Tester touts wildfire response bills in Missoula visit
The Montana Standard
Congress could improve wildfire response before, during and after burns if it would get some legislation passed, U.S. Sen. Jon Tester said Friday.
Montana’s senior senator, a Democrat, visited the Neptune Aviation hangar with an update on three bills he’s pushing that are designed to change the way the U.S. Forest Service pays for firefighting, how seasonal firefighters can get better job opportunities and how fire-hit communities can get money for rehabilitation and future fire prevention work.
The first bill awaits committee action, the second has passed the Senate but is awaiting a House vote and the third should be introduced to the Senate next week.
The congressional work comes as the 2016 fire season appears headed for trouble. Neptune President Ron Hooper said his retardant-dropping planes flew 540 hours by this date in 2015. This year, they’ve logged about 1,050 hours.
Tester said a bipartisan Wildfire Disaster Funding Act that would provide insurance-like emergency funding for Forest Service firefighting expenses was sitting in the Senate Budget Committee.
The measure is a way of paying for forest fires without “fire-borrowing” from the rest of the Forest Service’s annual budget for other activities such as trail maintenance, timber harvest and weed control. Last year, the Forest Service spent 52 percent of its budget fighting fires, compared to 16 percent 20 years ago.
“The frustration I have is we continue to put patches on things but don’t look at the long-term impacts,” Tester said. “We don’t do what we need to do at the federal level to manage our resources better.”
The Land Management Workforce Flexibility Act is a “fix” for a previous Tester bill that was signed into law but hasn’t had the expected effect. The act allows seasonal workers who’ve served their annual 1,039-hour contracts to compete for full-time government jobs with the same status as current full-time workers.
Bob Beckley, a U.S. Forest Service project leader and member of the National Federation of Federal Employees union, said the bill approved last year was misinterpreted by the federal Office of Personnel Management.
“It’s easier to bring these seasonal employees back to compete for full-time positions than it is to train new people,” Beckley said. “These are the supervisors, the engine captains who’ve reached journeyman level. If we can’t give them the opportunity to compete, they’ll go to work for a municipality or a state agency that can give them full-time benefits.”

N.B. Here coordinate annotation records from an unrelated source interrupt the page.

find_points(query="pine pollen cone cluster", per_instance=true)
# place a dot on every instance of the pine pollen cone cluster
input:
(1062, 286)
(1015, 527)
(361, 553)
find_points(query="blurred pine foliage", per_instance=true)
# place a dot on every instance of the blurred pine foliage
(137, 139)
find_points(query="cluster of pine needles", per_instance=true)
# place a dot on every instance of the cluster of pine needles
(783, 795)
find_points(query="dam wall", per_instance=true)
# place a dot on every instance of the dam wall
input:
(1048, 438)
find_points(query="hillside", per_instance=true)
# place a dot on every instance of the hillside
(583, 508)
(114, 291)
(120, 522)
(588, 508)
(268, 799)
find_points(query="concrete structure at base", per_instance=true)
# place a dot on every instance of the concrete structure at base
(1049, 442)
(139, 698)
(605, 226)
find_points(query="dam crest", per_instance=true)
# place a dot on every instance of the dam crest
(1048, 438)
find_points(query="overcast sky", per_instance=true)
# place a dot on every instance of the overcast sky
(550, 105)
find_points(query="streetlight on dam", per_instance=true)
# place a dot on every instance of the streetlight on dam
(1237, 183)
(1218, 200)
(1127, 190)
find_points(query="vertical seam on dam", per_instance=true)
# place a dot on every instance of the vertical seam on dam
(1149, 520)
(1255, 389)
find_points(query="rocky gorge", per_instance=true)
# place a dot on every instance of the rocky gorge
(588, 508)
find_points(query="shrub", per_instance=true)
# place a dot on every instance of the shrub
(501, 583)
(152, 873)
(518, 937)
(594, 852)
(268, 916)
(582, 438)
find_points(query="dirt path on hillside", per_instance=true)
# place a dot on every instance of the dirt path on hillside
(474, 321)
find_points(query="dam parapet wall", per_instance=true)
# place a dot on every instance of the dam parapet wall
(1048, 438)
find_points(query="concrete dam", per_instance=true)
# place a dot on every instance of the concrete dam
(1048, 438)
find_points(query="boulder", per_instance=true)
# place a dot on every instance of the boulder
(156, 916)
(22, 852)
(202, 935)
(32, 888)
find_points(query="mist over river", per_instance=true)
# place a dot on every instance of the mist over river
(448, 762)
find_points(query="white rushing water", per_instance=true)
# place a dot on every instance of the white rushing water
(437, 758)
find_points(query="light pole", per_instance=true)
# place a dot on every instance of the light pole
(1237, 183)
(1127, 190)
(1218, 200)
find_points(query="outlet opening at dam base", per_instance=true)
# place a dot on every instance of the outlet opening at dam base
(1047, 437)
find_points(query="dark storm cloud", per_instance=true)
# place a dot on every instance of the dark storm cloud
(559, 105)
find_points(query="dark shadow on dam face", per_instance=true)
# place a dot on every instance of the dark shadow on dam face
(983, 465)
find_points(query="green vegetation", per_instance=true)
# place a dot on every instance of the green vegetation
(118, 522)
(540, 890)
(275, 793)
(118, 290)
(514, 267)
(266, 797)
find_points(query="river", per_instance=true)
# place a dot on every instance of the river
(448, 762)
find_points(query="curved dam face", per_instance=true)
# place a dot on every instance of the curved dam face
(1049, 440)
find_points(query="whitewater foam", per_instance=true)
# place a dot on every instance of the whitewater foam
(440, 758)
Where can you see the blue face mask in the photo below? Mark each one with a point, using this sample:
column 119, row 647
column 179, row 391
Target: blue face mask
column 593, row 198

The new bill Tester expects to introduce in the week before the Senate starts its seven-week summer recess is the Wildfire Mitigation Assistance Act. The bill would allow Federal Emergency Management Agency funds to be used for post-wildfire restoration or salvage work – something that currently doesn’t qualify for that kind of assistance.
Tester said the bills could find a late-year vote in what he called a “fairly active lame-duck session” after Election Day.
“There are a lot of folks in denial that our climate is changing,” Tester said. “We aren’t treating fire any differently than we did in the 1980s. It’s a different fire season than it was in the ‘80s.”